Chris Wallace interviews Mitch McConnell about the Consumer Financial Protection Bureau director.
WALLACE: What’s your problem with an agency that would protect consumers from mortgage lenders, from debt collectors and student lenders?
MCCONNELL: Yes, here’s the problem: this new agency answers to no one, absolutely no one — another unelected czar. We’ve got a bunch of those in the White House. We don’t need any more of them. And the only way we can incentivize the administration to change this agency which isn’t subject to oversight by Congress, doesn’t get its money from Congress, answers to literally to no one — it’s one individual who could bring down the banking system in this country if he chose to, has unlimited power. No one has that kind of power.
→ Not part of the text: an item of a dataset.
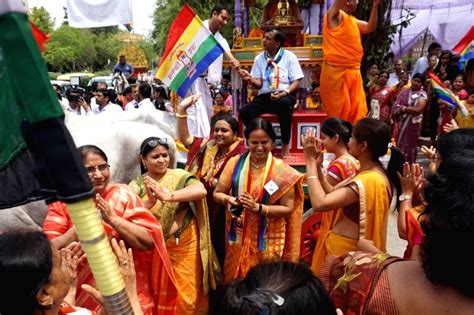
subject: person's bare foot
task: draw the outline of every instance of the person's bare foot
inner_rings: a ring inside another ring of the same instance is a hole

I doubt Wallace corrected McConnell -- such is the state of our lazy MSM; Talking Points Memo
did. The CFBP was created by congress, which stipulated that it have a director. TPM goes on to say
...[I]t’s simply a lie to say that the CFPB director has unlimited power and is subject to no oversight. As we explained last week, the CFPB, unlike any of the other federal financial system regulators, can have it’s rules struck down by a vote of the Financial Stability Oversight Council (FSOC), a panel composed of the heads of the bank regulatory agencies, the Treasury Secretary, and the Federal Reserve Chairman. No other financial regulator is subject to this sort of check. Theoretically, the FSOC could veto each and every rule that the CFPB makes.